The many faces of gun control

By seeking a budget increase of more than $280 million for gun-crime investigation and prosecution, the Clinton administration is trying another avenue to reduce gun crime. "The president wants to address this problem in any way he can," says an administration official.

At an anticrime event today in Boston, Clinton was expected to outline several gun-related proposals in his 2001 budget, including:

*Expanding the national gun-tracing program from 38 cities to 50, and helping 250 additional jurisdictions on how to use the tracing system. "This is a first step toward the national goal of tracing every crime gun," says Bruce Reed, Clinton's domestic policy adviser.

*Tripling funds to expand "gun fingerprinting," by which the ATF and the FBI can identify guns by bullet casings - which are found at crime scenes much more often than guns are.

An example of this effort is a pilot program with Georgia-based gunmaker Glock Inc. The company now test fires every handgun it makes and gives the ATF the "fingerprint" from each. In theory, the fingerprint database will allow investigators to trace a gun from factory to purchase through a single bullet casing - and without having the gun itself.

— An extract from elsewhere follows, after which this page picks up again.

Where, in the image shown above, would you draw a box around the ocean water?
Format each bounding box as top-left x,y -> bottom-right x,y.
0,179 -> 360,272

*Requesting $10 million to subsidize "smart gun" research. The technology would allow a gun to fire only when held by its authorized user, and its intent is to prevent accidental deaths and gun theft. The gun-accident death rate of American children is nine times higher than that of 25 other industrialized nations combined.

The president was also expected to announce a 16 percent increase in federal firearms prosecutions since the end of the Bush administration. "This puts to rest once and for all the NRA's central argument that we don't need new gun laws, we just need to enforce the old ones," says Mr. Reed. "We are enforcing the old ones."

This seems to contradict a University of Syracuse study, released in August, that shows a 43 percent drop in federal weapons cases since 1992. (In the past, the Clinton administration has argued that state and local prosecutors are taking up the slack).

The NRA is dubious

While the NRA welcomes the plan to beef up law-enforcement personnel, it questions the plan's integrity. "I'm so cynical about these guys in this area. It's hard to respond," says Wayne LaPierre, NRA executive vice president. "I watched them for seven years, and they've never been serious ... about prosecutions. I'm glad they're proposing some money and additional prosecutors, but ... I think it's simply smoke and mirrors in an election year."

Mr. LaPierre says federal prosecutions are nowhere near the numbers they should be - in any US city. For instance, only 21 people were jailed last year for gun crimes in New Orleans, a city where 230 gun murders occurred, he says. The administration's interest in law enforcement, he adds, is "a day late and a dollar short for the people six feet under."